Outside of the apparent focus on rescuing women from historical obscurity, Gage had a larger project in mind. "The inventions of a nation," she wrote, "are closely connected with the freedom of its people". Despite women's ongoing and consistent participation in the realm of innovation, Gave observed, women did not possess the same amount of freedom as men. Under legal conditions that denied women the right to hold independent wealth, the right to contract, and social conditions that pushed women into seclusion and dependence, that women have not equalled men in inventiveness should be no surprise. Rather, she says, it is a wonder that women have invented anything at all in the face of such contraints. Depriving women of their political power, and subjecting them to the contempt and scorn of womanhood, hampered not only the expression of women's inventive genius, but also the advancement of society as a whole:
While every invention, however small, develops new industries, provides world for a multitude of people, increased commercial activity, adds to the revenues of the world, and renders life more desirable, great inventions broaden the boundaries of human thought, bring about social, religious, and political changes, hurrying mankind on to a new civilization. Lecky forcibly shows the loss to the world from the celibacy and martyrdom of the best human element in the past. No less is the darkness of the world kept more dense, and its civilization retarded, by all forms of thought, customs of society, or systems of law which prevent the full development and exercise of women's inventive powers.
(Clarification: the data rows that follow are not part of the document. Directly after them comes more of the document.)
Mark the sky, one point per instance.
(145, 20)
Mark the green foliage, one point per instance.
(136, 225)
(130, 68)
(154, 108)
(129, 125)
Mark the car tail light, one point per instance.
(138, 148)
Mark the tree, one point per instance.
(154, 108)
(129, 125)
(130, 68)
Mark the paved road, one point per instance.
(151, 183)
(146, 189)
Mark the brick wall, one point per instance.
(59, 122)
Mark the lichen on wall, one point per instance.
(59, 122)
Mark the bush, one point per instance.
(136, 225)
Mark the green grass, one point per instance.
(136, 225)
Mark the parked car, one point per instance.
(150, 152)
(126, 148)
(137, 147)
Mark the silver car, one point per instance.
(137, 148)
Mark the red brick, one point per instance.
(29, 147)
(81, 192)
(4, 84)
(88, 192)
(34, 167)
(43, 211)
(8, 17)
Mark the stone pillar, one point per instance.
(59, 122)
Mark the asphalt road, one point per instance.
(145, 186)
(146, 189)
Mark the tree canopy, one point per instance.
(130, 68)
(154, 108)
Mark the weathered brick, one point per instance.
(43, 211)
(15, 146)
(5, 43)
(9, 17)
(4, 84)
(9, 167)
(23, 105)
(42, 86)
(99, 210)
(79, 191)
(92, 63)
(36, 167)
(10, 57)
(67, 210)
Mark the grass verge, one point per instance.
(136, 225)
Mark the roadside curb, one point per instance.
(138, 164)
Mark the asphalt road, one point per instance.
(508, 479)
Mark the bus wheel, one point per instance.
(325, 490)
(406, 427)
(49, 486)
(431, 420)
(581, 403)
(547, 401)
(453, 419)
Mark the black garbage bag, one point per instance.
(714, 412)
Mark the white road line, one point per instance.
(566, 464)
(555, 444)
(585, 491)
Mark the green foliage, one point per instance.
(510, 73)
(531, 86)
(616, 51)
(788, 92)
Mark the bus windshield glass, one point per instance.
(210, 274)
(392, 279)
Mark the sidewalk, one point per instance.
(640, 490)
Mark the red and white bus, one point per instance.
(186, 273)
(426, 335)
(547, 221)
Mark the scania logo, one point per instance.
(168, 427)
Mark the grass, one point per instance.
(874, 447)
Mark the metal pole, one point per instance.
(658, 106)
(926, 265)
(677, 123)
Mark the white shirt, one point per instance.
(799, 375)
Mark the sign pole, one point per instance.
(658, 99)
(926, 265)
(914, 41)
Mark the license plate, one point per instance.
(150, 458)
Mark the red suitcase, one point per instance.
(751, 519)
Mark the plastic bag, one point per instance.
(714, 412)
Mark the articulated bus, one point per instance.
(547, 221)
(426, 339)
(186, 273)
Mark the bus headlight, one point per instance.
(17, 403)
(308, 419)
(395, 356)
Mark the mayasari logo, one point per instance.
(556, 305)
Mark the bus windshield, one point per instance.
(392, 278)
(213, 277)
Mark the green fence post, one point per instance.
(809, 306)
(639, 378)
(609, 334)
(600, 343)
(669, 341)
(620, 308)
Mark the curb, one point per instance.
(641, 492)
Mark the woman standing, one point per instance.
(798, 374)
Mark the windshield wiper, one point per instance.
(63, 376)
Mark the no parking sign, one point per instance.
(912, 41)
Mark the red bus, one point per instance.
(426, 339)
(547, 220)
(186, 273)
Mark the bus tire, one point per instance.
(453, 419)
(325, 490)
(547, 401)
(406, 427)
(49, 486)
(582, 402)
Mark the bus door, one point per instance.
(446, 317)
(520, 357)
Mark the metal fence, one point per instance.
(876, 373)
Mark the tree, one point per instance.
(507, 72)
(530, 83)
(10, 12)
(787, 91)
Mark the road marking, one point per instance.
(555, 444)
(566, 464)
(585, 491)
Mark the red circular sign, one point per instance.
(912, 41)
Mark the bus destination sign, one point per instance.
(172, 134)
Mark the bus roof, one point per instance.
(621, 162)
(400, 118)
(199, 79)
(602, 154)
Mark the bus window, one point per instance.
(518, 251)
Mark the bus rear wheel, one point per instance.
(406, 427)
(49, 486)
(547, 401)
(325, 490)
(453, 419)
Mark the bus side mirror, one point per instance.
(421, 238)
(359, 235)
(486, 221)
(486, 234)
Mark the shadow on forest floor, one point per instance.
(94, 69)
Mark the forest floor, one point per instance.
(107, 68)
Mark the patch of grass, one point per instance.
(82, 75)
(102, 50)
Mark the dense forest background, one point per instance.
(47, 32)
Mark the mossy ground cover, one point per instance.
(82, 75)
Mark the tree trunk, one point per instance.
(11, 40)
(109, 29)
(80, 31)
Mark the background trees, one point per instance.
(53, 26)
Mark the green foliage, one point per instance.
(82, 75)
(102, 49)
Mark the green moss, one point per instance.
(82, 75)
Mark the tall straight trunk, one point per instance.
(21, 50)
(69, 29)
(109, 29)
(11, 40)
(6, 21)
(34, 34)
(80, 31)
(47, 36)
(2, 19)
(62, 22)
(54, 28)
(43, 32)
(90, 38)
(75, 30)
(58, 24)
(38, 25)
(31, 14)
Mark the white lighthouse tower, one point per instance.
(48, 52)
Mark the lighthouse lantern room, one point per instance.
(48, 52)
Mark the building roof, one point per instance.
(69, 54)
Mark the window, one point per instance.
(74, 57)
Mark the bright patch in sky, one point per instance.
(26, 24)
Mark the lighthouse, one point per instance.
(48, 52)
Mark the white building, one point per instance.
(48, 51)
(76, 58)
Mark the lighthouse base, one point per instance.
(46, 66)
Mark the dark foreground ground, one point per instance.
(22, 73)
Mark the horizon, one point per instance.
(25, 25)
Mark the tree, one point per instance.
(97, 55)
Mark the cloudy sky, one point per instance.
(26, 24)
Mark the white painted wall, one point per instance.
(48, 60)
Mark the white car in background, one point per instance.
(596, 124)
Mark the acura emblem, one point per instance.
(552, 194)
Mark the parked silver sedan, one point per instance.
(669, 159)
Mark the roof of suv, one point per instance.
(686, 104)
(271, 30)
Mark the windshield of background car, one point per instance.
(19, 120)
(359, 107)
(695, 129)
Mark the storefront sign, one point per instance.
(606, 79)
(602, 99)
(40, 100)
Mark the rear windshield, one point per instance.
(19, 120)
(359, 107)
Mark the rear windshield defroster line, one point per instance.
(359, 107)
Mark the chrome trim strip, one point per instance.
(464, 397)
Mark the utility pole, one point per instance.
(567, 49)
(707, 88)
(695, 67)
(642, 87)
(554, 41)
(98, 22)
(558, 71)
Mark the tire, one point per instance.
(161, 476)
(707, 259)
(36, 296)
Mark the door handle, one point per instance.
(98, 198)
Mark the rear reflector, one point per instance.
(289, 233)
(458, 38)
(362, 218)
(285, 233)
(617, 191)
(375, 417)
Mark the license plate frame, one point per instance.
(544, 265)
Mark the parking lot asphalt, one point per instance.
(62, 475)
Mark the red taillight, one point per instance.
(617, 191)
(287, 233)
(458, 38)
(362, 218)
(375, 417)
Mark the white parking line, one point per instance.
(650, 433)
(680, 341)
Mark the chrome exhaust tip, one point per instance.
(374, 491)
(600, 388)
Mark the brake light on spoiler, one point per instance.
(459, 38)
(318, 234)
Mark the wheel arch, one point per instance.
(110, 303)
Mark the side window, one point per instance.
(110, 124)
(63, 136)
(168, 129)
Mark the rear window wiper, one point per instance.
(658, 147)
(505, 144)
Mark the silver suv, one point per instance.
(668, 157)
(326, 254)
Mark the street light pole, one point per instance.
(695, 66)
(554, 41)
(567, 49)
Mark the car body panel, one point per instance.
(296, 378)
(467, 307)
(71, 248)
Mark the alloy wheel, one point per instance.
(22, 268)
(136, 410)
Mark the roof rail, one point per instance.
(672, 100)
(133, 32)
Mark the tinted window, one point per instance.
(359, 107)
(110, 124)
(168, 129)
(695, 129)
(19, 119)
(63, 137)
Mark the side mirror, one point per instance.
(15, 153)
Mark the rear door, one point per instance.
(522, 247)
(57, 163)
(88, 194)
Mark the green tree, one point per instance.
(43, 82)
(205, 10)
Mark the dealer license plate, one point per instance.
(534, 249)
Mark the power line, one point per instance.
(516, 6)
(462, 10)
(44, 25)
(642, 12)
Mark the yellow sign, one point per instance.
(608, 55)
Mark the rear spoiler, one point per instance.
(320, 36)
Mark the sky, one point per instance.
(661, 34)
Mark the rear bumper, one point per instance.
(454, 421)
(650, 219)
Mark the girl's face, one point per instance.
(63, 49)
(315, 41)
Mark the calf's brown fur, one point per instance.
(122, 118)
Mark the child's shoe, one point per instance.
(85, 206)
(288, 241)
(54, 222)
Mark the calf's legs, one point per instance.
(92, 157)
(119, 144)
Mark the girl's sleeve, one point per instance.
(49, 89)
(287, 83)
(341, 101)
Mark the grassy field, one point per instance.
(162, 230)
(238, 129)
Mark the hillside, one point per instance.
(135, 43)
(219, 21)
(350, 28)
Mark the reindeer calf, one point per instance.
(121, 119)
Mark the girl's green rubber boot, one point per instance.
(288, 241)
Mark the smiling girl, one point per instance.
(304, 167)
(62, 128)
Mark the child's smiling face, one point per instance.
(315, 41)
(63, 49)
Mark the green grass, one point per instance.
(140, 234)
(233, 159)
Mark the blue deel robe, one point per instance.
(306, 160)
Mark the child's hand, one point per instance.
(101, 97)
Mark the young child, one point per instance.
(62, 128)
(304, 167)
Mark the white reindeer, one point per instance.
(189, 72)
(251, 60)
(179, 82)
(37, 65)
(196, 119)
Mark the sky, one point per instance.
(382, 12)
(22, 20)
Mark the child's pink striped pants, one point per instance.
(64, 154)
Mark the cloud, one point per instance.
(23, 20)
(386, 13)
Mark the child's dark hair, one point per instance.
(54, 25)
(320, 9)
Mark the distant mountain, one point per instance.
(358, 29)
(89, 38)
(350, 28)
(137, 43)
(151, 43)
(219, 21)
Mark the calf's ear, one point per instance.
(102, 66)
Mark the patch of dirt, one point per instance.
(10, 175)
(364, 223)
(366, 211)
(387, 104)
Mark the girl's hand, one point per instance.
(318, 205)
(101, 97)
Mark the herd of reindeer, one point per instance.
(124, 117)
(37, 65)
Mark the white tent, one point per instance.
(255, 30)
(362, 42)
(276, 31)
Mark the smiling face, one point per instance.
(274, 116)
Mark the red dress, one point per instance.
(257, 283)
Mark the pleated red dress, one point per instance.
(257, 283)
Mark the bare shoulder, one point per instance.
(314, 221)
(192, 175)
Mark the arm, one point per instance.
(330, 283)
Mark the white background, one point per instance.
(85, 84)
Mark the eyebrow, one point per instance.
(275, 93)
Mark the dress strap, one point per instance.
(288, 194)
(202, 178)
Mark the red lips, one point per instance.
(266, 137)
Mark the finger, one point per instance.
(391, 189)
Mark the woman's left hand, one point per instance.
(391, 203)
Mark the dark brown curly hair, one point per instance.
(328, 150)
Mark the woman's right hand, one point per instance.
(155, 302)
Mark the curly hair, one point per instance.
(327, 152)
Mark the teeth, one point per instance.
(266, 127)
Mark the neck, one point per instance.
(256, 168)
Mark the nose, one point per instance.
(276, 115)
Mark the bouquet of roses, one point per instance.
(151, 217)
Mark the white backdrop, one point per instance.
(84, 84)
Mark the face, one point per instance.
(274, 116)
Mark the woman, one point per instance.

Outside of her focus on women and technology, Gage was also a staunch advocate of:
  • Abortion rights: "Enforced motherhood is a crime against the body of the mother and the soul of the child...But the crime of abortion is not one in which the guilt lies solely or even chiefly with the woman...I hesitate not to assert that most of this crime of 'child murder', 'abortion', 'infanticide', lies at the door of the male sex. Many a woman has laughed a silent, derisive laugh at the decisions of eminent medical and legal authorities, in cases of crimes committed against her as a woman. never, until she sits as a juror on such trials, will or can just decisions be rendered."
  • Native land rights: "That the Indians have been oppressed -- are now, is true, but the United States has treaties with them, recognising them as distinct political communities, and duty towards them demands not an enforced citizenship but a faithful living up to its obligations on the part of the government".
  • Abolition: Her house was a station on the underground railroad, and she was known to be the only person in her town to state for the record that she would give aid to any slave seeking to gain his liberty, and was thus under constant surveillance by the authorities. 
She was also the mother-in-law of L. Frank Baum and, apocryphally, the inspiration for the Wicked Witch of the West. Badass woman indeed.